The Dome S101, later upgraded and raced as the Dome S101 Hb, S101 Hbi, and the Dome S101.5, is a sports prototype built and designed for use in the LMP1 class of the 24 Hours Of Le Mans, and other similar endurance races. The car was the predecessor to the Dome S102, and the Strakka-Dome S103. The car had its racing debut at the 2001 Barcelona 2 Hours and 30 minutes, the opening round of the 2001 FIA Sportscar Championship, with the Den Blå Avis racing team.

Development

Dome S101hb 
In March 2005, the car was shown to be early in its testing cycle, with the car having been shown testing, in photos released by Dome Co, ahead of the Le Mans Series Prologue at the Circuit Paul Ricard.

Dome S101.5 
Due to new regulations in LMP1 for the upcoming 2007 racing season, which meant that "Hybrid" rules LMP1 cars were to be barred from competing in any ACO Sanctioned event, Dome was forced to create a new variant of the car. In a bid to save costs, the lower half of the S101hb monocoque was retained, while a new double roll hoop assembly was attached, in place of the previously used single roll hoop, and air intake.

Competition History

2001 
The car had its racing debut at the 2001 Barcelona 2 Hours and 30 minutes, the opening round of the 2001 FIA Sportscar Championship, with the Den Blå Avis racing team. The car was joined by a second car in the championship, entered by Racing for Holland. The car had its inaugural win at the Mistrovství FIA Sportnovních Vozu, held at the Brno Circuit, in the Czech Republic.

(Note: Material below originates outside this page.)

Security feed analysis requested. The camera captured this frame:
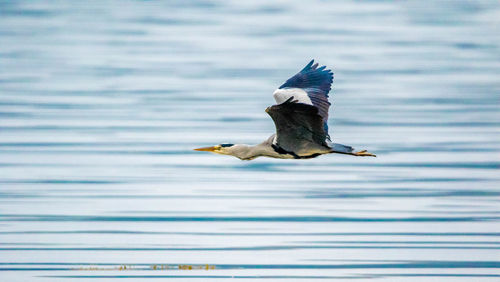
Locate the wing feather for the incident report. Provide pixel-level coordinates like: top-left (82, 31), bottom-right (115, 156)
top-left (266, 97), bottom-right (330, 156)
top-left (279, 60), bottom-right (333, 138)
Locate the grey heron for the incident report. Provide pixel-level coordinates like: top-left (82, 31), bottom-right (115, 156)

FIA Sportscar Championship- SR1 Teams Championship

2002 
Racing for Holland re-entered their Dome chassis into the 2002 FIA Sportscar Championship, securing 1st in the Teams Championship. Dome won the 2002 FIA Sportscar Constructors Championship.

2003 
Racing for Holland would re-enter their Dome chassis into the 2003 FIA Sportscar Championship, winning the title for a 2nd Consecutive Year.